It is therefore not surprising that the organisations surveyed rely in particular on media monitoring (81 %), crisis teams (78 %) and crisis manuals (72 %) for crisis prevention. Every second organisation carries out regular crisis exercises (59 %) or keeps crisis rooms ready for emergencies (46 %). As a result, crisis prevention seems to be paying off:
- Organisations that have not experienced crises use a greater number of prevention tools in parallel (7.4 versus 6.3),
- use systematic topic management more often (48 % versus 30 %),
- have more frequently appointed crisis officers (76 % versus 56 %) and more frequently seek DIN or ISO certification (38 % versus 23 %) than those with crisis experience.
Future agenda: hacker attacks, blackouts and online protests
In the event of an emergency, employees from an average of five departments meet in the crisis teams.

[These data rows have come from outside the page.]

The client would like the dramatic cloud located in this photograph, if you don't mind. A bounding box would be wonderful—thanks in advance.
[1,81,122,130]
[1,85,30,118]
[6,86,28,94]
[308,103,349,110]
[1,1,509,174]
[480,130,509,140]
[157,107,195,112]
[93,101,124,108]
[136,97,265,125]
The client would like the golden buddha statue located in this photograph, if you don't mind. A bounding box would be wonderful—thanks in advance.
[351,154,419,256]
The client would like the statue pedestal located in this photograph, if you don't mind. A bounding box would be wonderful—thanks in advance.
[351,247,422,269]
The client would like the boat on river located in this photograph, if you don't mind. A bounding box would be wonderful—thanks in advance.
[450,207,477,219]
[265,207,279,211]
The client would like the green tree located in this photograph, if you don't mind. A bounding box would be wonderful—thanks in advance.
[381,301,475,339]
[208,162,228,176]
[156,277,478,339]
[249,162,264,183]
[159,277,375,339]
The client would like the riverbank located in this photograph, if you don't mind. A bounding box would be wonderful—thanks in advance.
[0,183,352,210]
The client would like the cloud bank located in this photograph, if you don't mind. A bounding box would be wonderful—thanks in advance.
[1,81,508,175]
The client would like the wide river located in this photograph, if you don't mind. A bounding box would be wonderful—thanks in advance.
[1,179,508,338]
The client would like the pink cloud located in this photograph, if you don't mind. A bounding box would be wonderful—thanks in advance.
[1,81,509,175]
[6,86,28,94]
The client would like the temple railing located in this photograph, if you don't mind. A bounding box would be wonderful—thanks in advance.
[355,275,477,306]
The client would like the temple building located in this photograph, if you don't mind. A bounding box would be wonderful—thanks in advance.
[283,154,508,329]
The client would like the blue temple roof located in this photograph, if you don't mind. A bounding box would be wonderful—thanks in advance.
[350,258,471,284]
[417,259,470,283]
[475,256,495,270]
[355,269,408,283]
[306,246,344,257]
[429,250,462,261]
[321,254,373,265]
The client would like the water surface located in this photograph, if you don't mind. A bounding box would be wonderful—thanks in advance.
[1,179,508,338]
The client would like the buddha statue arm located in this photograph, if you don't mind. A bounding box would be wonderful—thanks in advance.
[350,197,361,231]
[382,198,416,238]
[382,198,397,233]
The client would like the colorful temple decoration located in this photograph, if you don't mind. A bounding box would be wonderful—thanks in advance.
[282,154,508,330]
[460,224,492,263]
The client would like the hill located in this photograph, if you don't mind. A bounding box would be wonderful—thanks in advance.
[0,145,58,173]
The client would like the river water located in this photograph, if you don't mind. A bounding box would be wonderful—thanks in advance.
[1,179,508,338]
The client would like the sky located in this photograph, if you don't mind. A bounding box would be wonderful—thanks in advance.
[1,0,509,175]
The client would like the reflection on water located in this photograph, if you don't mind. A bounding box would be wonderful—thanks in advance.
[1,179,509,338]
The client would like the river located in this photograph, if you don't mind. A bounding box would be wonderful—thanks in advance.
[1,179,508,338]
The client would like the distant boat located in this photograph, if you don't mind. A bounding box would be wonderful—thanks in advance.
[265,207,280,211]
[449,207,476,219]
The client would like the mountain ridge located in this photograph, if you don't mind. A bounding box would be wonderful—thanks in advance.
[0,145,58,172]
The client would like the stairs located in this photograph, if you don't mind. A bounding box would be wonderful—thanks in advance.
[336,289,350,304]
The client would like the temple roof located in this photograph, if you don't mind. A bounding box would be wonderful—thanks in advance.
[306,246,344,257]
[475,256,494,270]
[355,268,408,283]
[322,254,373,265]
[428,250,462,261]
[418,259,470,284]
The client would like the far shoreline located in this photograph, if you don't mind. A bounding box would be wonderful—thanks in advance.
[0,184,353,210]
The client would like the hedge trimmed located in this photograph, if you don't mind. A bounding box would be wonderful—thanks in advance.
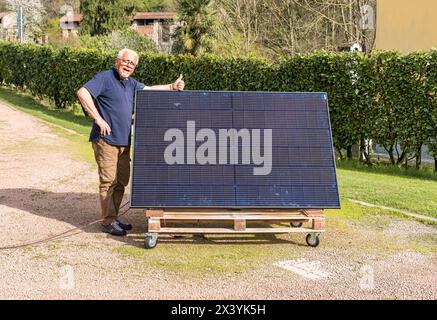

The communications department (95 %) and the management or authority leadership (89 %) have a fixed place in almost all crisis teams. By contrast, departments with crisis-preventing tasks such as compliance management (32 %), quality management (27 %) and risk management (25 %) are surprisingly only represented in every third to fourth crisis team. Almost all organisations (95 %) require external support before, during and after the crisis. Consultants (60 %) and authorities (54 %) are contacted most frequently. There are clear differences in the quality of cooperation: while external consultants, followed by public authorities and works councils or staff councils, receive comparatively good marks, politics has to take a lot of criticism. Across all types of organisation, it occupies last place.
When looking at the future structure of their employer's crisis environment, most respondents expect a significant increase in the digitalisation (76 %) and complexity (67 %) of crisis management, as well as an increasing importance of social media in crisis communication (74 %). This is also reflected in the expected development of crisis causes. According to this, increasing data integrity breaches and hacker attacks (60 %), blackouts and IT failures (48 %) as well as shitstorms and online protests (44 %) in particular dictate the future agenda of crisis managers. By contrast, survey participants are surprisingly relaxed about issues surrounding employee and manager misconduct. Only a minority expect an increase in cases of discrimination or "MeToo" (13 %) or compliance and fraud (11 %).
Source: Crisis Navigator - Institute for Crisis Research, a spin-off of Kiel University
Crisis officers (35 %) and communications managers (65 %) from 85 institutions took part in last spring's survey - 75 % from companies, 15 % from public authorities and 9 % from associations. Just over half of the survey respondents hold a management role (54 %s). Three out of four organisations surveyed had to deal with at least one crisis case in 2018 (75 %), and more than a quarter even had to deal with three or more crisis cases (26 %).